Personal information
- Full name: Mary D'Souza Sequeira
- Nationality: Indian
- Born: 18 July 1931 (age 94)
- Employer: Indian Railways

Sport
- Sport: Track and field
- Event: Sprint

Medal record
Women's athletics
Representing India
Asian Games
| Gold medal – first place | 1954 Manila | 4×100 m relay |
| Silver medal – second place | 1951 New Delhi | 4×100 m relay |
| Bronze medal – third place | 1951 New Delhi | 200 m |

= Mary D'Souza Sequeira =

Indian field hockey player (born 1931)

Mary D'Souza Sequeira (born 18 July 1931) is an Indian female Olympian who competed internationally in track and field and field hockey. She competed in the women's 100 and 200 metres at the 1952 Summer Olympics. D'Souza won a bronze medal in the 200 metres and a silver medal in the 4 × 100 m relay at the 1951 Asian Games

D'Souza won a gold medal in the 1954 Asian Games in Manila in the 4 × 100 m relay, with Stephie D'Souza, Violet Peters and Christine Brown in a time of 49.5 seconds. She held the Asian records in 100 and 200 meters in 1956. She is the first Indian double international. She played field hockey for India in 1953 in Folkestone, England, in 1956 in Australia, in the IWFHA International Tournament and in test matches vs Japan and Ceylon.

==Career==
In 1951, D'Souza competed in the First Asian Games in New Delhi, winning a silver medal in the 4x100 meter relay and a bronze in the 200 meters. First Indian Female Team Asian Games. In the Second Asian Games in Manila in 1954 she won a gold medal in the 4x100 meter relay. 1954 Asian Games medal table First Indian Female Gold Medal Asian Games. She set Indian national records in track and field from 1951 to 1957 100 meters, 200 meters and 80m hurdles. She was the Asian record holder with 12.3 seconds over 100 meters and 12.5 seconds over 200 meters. She was the first female track and field contingent to go to the Olympics from India in 1952. She competed in the 100m and 200m.

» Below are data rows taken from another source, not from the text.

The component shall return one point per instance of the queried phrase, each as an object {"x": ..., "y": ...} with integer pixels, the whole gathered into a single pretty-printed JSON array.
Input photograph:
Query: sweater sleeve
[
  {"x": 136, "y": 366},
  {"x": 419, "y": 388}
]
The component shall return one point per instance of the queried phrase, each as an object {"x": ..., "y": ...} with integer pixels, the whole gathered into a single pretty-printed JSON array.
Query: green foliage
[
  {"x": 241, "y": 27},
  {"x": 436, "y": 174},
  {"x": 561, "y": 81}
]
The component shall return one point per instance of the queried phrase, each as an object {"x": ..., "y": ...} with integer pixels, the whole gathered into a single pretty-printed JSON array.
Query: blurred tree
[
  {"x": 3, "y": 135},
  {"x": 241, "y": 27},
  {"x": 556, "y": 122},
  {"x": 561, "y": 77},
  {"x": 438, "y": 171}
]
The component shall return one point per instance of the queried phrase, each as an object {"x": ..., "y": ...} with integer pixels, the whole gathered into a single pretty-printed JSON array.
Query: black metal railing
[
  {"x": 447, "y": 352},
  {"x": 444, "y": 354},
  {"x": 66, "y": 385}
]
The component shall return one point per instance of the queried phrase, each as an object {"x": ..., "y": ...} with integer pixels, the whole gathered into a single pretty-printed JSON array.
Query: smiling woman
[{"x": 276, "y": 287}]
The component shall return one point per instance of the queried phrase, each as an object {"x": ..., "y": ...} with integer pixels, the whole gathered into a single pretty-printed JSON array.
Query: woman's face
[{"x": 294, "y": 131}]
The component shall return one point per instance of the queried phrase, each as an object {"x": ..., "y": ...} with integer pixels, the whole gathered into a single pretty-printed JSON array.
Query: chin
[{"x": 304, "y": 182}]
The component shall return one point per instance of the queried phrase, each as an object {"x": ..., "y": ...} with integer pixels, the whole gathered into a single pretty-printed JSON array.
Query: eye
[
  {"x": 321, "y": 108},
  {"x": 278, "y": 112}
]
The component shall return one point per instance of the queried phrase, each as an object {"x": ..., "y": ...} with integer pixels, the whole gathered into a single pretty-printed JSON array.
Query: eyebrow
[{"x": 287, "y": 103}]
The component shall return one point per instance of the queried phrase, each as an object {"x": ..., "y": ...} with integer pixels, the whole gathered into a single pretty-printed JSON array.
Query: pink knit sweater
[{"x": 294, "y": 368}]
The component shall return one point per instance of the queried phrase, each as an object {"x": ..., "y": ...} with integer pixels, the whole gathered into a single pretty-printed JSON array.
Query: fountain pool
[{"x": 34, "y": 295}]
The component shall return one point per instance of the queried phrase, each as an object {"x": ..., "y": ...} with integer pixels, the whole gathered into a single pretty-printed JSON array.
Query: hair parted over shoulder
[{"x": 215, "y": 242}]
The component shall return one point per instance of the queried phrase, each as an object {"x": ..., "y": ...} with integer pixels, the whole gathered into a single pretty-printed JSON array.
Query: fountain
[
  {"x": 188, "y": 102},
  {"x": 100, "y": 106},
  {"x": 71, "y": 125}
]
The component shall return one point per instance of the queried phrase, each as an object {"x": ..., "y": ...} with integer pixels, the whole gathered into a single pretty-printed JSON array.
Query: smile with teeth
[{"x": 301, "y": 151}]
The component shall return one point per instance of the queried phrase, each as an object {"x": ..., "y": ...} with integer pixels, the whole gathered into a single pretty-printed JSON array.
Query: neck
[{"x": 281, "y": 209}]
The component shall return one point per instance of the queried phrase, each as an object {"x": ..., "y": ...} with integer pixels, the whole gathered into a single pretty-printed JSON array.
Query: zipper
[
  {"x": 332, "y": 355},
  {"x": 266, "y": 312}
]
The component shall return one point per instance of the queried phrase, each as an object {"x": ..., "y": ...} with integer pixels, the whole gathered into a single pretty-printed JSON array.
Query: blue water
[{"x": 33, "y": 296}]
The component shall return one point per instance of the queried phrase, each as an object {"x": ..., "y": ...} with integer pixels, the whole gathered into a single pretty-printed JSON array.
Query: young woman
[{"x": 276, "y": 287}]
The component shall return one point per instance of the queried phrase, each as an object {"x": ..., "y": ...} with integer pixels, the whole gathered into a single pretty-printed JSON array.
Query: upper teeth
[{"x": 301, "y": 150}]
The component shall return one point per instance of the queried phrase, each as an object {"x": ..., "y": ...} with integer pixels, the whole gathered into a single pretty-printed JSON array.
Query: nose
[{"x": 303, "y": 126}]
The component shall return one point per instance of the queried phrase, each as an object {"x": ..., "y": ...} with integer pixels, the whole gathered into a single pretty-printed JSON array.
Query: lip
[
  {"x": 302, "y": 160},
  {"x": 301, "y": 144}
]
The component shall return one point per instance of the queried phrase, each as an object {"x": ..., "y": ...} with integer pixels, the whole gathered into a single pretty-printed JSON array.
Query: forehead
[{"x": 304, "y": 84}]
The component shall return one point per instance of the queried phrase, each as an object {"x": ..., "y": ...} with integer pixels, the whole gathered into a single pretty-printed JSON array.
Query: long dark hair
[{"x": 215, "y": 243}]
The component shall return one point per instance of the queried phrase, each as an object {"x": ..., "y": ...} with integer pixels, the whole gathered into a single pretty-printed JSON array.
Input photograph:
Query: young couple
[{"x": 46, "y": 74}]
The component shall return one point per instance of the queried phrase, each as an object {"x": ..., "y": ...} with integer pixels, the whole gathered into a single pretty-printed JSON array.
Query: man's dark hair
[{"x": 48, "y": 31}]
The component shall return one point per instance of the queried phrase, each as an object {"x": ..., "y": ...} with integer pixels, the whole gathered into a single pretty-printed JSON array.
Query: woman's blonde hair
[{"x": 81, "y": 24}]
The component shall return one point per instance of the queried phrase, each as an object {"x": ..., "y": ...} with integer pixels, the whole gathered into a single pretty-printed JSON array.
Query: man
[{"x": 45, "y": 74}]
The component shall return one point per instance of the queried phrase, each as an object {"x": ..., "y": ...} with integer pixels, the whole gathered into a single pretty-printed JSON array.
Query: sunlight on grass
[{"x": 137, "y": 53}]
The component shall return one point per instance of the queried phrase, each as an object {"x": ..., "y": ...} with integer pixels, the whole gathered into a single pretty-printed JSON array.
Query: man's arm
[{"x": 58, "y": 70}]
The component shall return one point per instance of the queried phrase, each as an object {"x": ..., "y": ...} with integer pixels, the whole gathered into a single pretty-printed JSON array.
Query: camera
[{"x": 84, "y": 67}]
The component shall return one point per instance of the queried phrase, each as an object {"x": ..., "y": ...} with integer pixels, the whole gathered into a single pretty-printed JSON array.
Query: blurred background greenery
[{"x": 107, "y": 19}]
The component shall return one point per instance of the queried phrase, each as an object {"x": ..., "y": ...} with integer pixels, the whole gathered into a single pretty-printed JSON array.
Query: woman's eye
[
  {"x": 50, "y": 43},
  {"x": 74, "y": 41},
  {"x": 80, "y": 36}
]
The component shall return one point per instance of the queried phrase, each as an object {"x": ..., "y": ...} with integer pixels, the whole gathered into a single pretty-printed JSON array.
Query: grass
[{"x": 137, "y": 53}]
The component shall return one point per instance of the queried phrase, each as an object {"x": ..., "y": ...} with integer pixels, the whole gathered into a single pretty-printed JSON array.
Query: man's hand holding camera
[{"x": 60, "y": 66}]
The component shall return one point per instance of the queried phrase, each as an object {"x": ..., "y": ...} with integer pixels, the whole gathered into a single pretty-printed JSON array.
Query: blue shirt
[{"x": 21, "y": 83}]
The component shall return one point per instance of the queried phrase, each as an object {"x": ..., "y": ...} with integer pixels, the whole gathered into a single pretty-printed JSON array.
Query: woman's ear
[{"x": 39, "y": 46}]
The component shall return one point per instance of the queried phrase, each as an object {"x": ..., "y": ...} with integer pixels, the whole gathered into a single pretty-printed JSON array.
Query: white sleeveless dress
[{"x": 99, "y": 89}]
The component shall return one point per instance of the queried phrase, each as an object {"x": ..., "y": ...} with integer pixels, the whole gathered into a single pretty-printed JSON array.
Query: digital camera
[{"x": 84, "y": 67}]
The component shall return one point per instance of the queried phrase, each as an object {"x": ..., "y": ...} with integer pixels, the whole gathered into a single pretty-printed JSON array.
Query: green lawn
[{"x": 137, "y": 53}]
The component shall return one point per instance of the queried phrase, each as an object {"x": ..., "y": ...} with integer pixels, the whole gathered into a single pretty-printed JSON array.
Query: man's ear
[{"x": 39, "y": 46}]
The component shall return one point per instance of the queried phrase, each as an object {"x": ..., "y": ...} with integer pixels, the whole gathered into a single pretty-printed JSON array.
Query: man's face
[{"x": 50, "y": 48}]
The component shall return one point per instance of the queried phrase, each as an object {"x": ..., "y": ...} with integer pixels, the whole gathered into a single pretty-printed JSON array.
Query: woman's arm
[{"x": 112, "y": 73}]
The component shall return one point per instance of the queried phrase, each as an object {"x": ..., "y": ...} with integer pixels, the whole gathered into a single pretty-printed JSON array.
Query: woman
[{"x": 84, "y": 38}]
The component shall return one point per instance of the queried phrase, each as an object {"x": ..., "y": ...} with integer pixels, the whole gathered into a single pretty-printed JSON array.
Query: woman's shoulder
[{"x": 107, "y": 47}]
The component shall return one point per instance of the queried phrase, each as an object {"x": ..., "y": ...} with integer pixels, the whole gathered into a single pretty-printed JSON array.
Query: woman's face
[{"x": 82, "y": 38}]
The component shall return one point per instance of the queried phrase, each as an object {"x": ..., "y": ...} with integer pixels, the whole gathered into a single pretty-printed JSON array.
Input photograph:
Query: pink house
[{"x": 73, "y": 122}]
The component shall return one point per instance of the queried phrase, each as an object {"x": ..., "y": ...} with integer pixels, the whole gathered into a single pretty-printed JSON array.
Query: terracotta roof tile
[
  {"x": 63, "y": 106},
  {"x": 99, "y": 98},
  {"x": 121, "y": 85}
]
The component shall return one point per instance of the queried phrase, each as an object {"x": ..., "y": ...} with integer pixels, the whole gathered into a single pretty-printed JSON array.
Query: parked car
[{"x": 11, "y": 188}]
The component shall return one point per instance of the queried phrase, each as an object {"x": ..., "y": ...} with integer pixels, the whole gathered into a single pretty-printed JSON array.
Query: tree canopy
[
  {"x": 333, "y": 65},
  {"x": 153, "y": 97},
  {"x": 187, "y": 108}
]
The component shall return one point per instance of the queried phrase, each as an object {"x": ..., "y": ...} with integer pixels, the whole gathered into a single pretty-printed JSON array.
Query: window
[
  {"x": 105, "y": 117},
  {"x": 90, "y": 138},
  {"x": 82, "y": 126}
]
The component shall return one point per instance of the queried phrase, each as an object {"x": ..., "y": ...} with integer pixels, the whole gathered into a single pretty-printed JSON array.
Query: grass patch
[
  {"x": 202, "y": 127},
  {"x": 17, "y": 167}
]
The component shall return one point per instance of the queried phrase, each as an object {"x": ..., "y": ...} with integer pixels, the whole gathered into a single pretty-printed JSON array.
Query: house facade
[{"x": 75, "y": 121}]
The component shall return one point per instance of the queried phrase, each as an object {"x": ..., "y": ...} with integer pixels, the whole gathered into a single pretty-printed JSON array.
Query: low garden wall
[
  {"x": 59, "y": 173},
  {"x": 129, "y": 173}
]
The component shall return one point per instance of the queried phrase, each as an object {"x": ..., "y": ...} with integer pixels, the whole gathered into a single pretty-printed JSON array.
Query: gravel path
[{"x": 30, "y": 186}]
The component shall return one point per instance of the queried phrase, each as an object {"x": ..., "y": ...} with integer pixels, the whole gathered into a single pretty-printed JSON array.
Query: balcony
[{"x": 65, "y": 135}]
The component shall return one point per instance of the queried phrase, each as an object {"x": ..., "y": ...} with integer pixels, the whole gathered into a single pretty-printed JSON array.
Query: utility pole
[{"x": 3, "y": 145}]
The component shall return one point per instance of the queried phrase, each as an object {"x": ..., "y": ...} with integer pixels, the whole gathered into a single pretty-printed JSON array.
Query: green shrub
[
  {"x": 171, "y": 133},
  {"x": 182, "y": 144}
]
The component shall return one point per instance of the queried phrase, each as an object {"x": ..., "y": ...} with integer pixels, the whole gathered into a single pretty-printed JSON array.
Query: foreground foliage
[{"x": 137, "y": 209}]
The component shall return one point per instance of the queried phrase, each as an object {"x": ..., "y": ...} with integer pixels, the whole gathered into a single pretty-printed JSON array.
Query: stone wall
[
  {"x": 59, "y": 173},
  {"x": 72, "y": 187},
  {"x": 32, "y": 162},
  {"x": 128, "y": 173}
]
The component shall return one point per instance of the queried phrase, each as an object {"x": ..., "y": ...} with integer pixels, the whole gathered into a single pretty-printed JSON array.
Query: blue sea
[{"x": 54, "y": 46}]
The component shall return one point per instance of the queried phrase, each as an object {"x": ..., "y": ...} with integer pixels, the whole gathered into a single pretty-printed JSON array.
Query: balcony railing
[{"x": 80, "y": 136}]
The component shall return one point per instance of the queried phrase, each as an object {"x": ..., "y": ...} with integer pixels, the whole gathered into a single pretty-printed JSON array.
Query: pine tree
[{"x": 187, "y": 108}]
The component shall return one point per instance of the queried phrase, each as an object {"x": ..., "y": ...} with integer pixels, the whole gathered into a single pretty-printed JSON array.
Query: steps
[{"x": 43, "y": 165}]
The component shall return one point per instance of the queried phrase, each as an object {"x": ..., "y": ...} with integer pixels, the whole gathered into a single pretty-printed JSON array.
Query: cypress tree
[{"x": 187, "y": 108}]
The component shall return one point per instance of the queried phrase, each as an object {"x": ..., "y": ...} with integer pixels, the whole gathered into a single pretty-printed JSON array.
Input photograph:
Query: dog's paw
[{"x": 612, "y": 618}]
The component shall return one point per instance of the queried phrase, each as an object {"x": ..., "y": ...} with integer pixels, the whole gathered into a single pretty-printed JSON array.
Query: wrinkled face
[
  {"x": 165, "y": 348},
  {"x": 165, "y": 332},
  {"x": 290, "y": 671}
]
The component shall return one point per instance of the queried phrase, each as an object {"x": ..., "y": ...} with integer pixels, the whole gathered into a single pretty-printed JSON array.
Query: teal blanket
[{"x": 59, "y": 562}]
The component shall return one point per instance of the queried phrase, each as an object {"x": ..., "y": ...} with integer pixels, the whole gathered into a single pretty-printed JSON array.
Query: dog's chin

She was a field hockey player with India's first women's field hockey team, in the First International Women's Field Hockey World Tournament in Folkestone, UK, 1953 In 1956 she represented India at the Australian International Women's Field Hockey Tournament. She was the top scorer for India in goals in the tournament. She played India vs Ceylon matches, as right winger assisted in both goals

She was with the Indian team that played in the Prime Ministers Defense Fund Field Hockey Tour in 1961. She also took part in the India vs Ceylon (Sri Lanka) field hockey tour in India and the India vs Japan field hockey test matches touring India in 1964

She was an Indian Railways sports officer who coached and recruited sportspeople for Indian Railways teams and conducted Inter Railway Tournaments. She was also a district commissioners with the Girl Guides(Scouts). She earned the Dhyan Chand Award in 2013 from the Government of India.